C’est ainsi que s’appelle l’auteur d’un des livres sentencieux de l’Ancien Testament. Son recueil de pensées est intitulé : « Paroles de l’Ecclésiaste, fils de David, roi de Jérusalem » ; c’est un des livres qui ont donné le plus de travail aux interprètes. Que signifie d’abord le nom même d’Ecclésiaste, ou plutôt le nom hébreu de Kohéleth ? La traduction la plus simple en apparence, et le plus généralement admise, est celle de Prédicateur (Luther : Prediger) ; Horne l’applique soit à la personne chargée de convoquer le peuple, soit à celle qui doit le haranguer. La racine kahal est employée (1 Rois 8.1) pour dire que Salomon assembla les anciens ; c’est aussi là sa signification particulière, correspondante à celle du mot grec, d’où nous avons fait les mots Ecclésiaste et Église. D’autres traduisent un rassembleur ou collecteur, et l’entendent de celui ou de ceux qui auraient rassemblé et rédigé des paroles prononcées par le fils de David : l’Ecclésiaste serait alors, non pas l’auteur, mais le rédacteur du livre. La forme du mot Kohéleth est féminine (proprement la prédicatrice), mais on l’emploie fréquemment en hébreu, même en parlant d’hommes, lorsqu’on veut désigner plus particulièrement une charge, une dignité, un office. Eu égard à cette forme féminine, quelques docteurs distingués, Carthwight, Heidegger, etc., ont cependant présenté une interprétation différente ; ils voient dans Kohéleth la forme hébraïque du Pohel, et traduisent ce mot par « une âme rassemblée » ; selon eux Salomon, après avoir été rejeté de l’Église, chassé de la synagogue à cause de ses désordres, y serait rentré par sa repentance, serait redevenu membre de cette assemblée, et lui aurait été agrégé de nouveau : le féminin marquerait la profondeur de sa conversion, ce ne serait pas un homme, un roi, Salomon, son corps qui aurait été rassemblé, mais son âme ; quelques rabbins appuient cette manière de voir en expliquant Kohéleth par un homme doué d’une âme réintégrée. Entre ces deux explications principales, dont l’une fait de l’auteur un maître qui enseigne, et de l’autre un fidèle qui se repent et s’humilie, on peut choisir ; la seconde a peut-être quelque chose de plus séduisant ; la première réclame en sa faveur un plus grand nombre d’autorités et l’analogie de la langue.

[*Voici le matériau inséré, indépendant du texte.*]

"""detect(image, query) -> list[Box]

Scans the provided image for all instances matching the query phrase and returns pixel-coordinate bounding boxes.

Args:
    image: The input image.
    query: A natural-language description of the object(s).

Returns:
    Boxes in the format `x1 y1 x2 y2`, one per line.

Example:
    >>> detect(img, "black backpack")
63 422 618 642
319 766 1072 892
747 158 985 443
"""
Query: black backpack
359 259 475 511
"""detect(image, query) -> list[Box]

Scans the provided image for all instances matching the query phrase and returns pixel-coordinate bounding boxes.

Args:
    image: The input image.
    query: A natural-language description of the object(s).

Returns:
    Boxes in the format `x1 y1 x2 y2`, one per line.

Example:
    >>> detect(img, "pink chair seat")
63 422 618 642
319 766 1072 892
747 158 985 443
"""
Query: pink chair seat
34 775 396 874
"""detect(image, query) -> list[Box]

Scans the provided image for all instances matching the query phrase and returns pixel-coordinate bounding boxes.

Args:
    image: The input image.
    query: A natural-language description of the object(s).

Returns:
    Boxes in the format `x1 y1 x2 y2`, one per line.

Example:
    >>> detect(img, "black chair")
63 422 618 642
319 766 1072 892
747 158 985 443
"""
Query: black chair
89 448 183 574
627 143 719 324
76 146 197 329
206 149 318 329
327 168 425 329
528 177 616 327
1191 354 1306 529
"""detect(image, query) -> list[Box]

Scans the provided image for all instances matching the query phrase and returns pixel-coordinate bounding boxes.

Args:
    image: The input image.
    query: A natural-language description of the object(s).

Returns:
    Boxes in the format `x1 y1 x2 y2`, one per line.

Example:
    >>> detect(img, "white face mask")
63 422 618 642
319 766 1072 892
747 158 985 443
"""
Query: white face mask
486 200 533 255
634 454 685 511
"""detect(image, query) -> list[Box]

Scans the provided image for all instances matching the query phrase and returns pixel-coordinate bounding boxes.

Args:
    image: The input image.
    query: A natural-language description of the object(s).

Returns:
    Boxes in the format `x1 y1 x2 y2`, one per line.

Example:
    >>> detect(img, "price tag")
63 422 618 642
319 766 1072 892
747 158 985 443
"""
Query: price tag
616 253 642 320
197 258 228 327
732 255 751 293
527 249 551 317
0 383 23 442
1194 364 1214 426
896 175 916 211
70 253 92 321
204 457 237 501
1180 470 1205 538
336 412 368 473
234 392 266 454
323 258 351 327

Quant à la personne désignée par le nom d’Ecclésiaste, il est difficile de s’y méprendre, et il faut beaucoup de bonne volonté pour y voir autre chose que Salomon. Ceux mêmes qui veulent, comme Luther, n’y voir qu’une collection, reconnaissent que les paroles sont des sentences prononcées par ce sage monarque, quoique recueillies par d’autres ; rien ne justifie, du reste, ce système. Au premier verset, l’Ecclésiaste se donne comme roi de Jérusalem et fils de David ; ailleurs (2.4ss ; 1.16 ; cf. 1 Rois 4), il parle de ses richesses immenses, de ses maisons, de ses campagnes, de ses vignes, des aqueducs qu’il a fait bâtir, de ses viviers, de ses esclaves, de ses trésors en or et en joyaux, de sa grandeur, qui a été plus élevée que celle de tous ceux qui ont été à Jérusalem avant lui, de sa sagesse divine ; il parle encore des sentences et des proverbes qu’il a mis en ordre (Ecclésiaste 12.11-12 ; cf. 1 Rois 4.32 ; etc.) ; il n’y a qu’un type qui réponde à tous ces caractères. Toutefois, nous devons mentionner pour mémoire l’opinion des Talmudistes, qui attribuent cet ouvrage au roi Ézéchias ; celle de Grotius, qui l’attribue à Zorobabel ; celle de Kimchi, qui l’attribue à Ésaïe.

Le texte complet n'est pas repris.